Hadley stood up, looking a little breathless. "I think I need water..."

"Okay," Edoire grabbed Hadley and forced him back down on his seat. He forced another smile, moving his hands through his short afro. "I'll get you your water. That's enough about the big scary Careers, Connie," I wanted to correct him, but Edoire continued lecturing me: "We want some more optimistic input now, you know, input that makes it sound like you or Hadley have a real shot at this."

I shrugged. "I don't know. The Three tributes seemed pretty unremarkable. So did the Five girl, and the Sixes."

Hadley looked at me defiantly for the first time. There was a strength in his voice, a confidence I had never heard before:

"Don't be too sure of that..." I looked at him questioningly, demanding more of an answer. He cupped his forehead, trying to retain his morning breakfast. After regaining some breath, the paling boy continued. "It's stupid to underestimate tributes. They may seem unremarkable, but the most scary thing about these Games is we just _don't know_. We don't know how strong a tribute is, or how smart they are. The people we dismiss could very well be a potential ally – a potential victim – or a potential..."

"Killer," I finished, pausing.

Hadley wasn't victim material, but his speech had reminded me that I wasn't to underestimate him either. He turned and nodded at me, prompting Edoire to smile falsely again.

"And with that, Hadley, I will get your water," Edoire moved out of the doors, which automatically slid open for him. He was obviously avoiding any negative aspects of the Games, and I wish I could too, but when I was the one being sent into the arena that was impossible.

I was always a realist. Now it was time to put that to use.

* * *

**Mirane Saffell, District 8, 17**

My District partner, Darius, was still in the train carriage with the television on when I returned. Out of a distinct curiosity I decided to investigate the bedroom I'd been given before we would be carted off into the Capitol to be trimmed and styled. It was pretty amazing – showers with thousands of buttons lining the walls, beds bigger than my rooms and a closet filled with dresses that had been adjusted to my measurements perfectly.

I think Darius noticed the dress I was now wearing, it was white and seemed to glitter with diamonds that had been sewn in. When I walked it flowed behind me like glittering air, making me feel a lot more regal and impressive than I actually was. The whiteness of the dress complimented my ebony skin and brought out the features of my face. It was definitely a step up from the white shirt and velvet pants I had been given to wear at the Reapings. I wasn't particularly vain, but I knew I had to look good and wear impressive dresses everyday to get the attention of sponsors. I wasn't interested in romance, but I knew how to flirt to get attention

"Y-You look nice," Darius smiled weakly. He was an awkward kid who would avoid conversation, which was good because I'm pretty asocial myself. He was about a year younger and the same height as me. I had pretty good gut instinct and knew he was generally harmless, the fact he kept stumbling over his words told me that well enough. I kind of trusted him.

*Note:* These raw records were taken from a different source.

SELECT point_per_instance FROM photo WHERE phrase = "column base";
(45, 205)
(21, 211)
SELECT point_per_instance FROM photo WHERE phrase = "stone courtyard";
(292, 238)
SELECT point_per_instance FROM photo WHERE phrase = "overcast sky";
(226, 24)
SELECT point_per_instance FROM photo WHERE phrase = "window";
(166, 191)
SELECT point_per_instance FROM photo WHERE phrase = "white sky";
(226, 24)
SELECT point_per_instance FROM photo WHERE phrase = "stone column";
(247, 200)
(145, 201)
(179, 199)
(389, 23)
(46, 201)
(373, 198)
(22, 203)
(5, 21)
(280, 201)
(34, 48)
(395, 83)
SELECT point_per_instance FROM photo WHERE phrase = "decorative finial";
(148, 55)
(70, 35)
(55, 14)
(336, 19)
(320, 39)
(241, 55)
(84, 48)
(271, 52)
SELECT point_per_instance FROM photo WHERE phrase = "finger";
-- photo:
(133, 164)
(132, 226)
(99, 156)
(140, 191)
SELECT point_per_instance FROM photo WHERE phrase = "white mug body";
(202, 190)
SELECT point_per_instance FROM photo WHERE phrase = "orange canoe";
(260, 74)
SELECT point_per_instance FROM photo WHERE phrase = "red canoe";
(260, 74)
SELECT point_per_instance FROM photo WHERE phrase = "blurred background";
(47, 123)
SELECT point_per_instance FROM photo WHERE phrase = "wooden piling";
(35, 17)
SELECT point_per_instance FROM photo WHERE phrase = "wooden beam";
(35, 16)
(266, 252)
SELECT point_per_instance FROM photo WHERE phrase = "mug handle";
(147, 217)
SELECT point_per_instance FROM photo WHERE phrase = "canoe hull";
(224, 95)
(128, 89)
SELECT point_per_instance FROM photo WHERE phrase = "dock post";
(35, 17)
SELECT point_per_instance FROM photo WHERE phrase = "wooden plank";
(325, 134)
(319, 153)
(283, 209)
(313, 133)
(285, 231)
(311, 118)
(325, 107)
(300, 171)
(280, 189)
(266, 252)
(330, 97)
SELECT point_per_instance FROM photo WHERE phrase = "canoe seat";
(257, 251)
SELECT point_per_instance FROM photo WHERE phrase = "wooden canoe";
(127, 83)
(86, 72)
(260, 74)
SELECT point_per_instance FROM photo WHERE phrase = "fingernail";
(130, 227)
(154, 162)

"Thanks," I said, looking at the basic, slightly dirty clothes he had been given. "You look-"

"Not too good," he smiled weakly. "I know."

While I had been silent and aloof Darius had remained the same, I looked at him tentatively. It seemed the more outgoing and confident I appeared, the more prepared he was to be outgoing, though there was still an uneasiness about him.

"You can't be prepared to be like that," I said.

"Like what?"

"To put yourself down like that," I stood up, sweeping over to a tray of drinks. There were jugs on the tray filled with sundry juices that seemed to fill the whole colour spectrum, some containing the juices of fruits I'd probably never even heard of. I poured out a purple cup and took a sip, turning back to an intimidated Darius. "In the Hunger Games, you really can't afford to doubt yourself."

I took a sip of the drink only to find my taste buds attacked by an inferno of sweetness. I didn't know if I liked it or not, but found the juice was actually quite delicious after a second sip. After lowering my cup I noticed Darius wasn't talking to me and suddenly felt a twinge of guilt. I wished I could socialise better, and often when I tried to genuinely socialise it seemed as if I was merely brushing someone off.

"How long do we have before the second half of the Reaping recaps start?"

"Five minutes," Darius instinctively looked for a watch, though found himself disappointed. If someone wanted to bring a watch in the train it would have to be as a token. "I think five minutes, anyway."

"Cool," I poured Darius a glass of the purple substance, holding it in my hand and smiling. "We can have a brief talk," the word talk tasted bad on my tongue. It was something I didn't want to do, and something Darius didn't want to do either, but when it came to the Hunger Games you couldn't afford to sit there and be silent. "About ourselves."

"Why not," Darius said with a brief smile, accepting my drink though being reluctant to actually take it. He gratefully took a small sip. "My name is Darius Cortez-"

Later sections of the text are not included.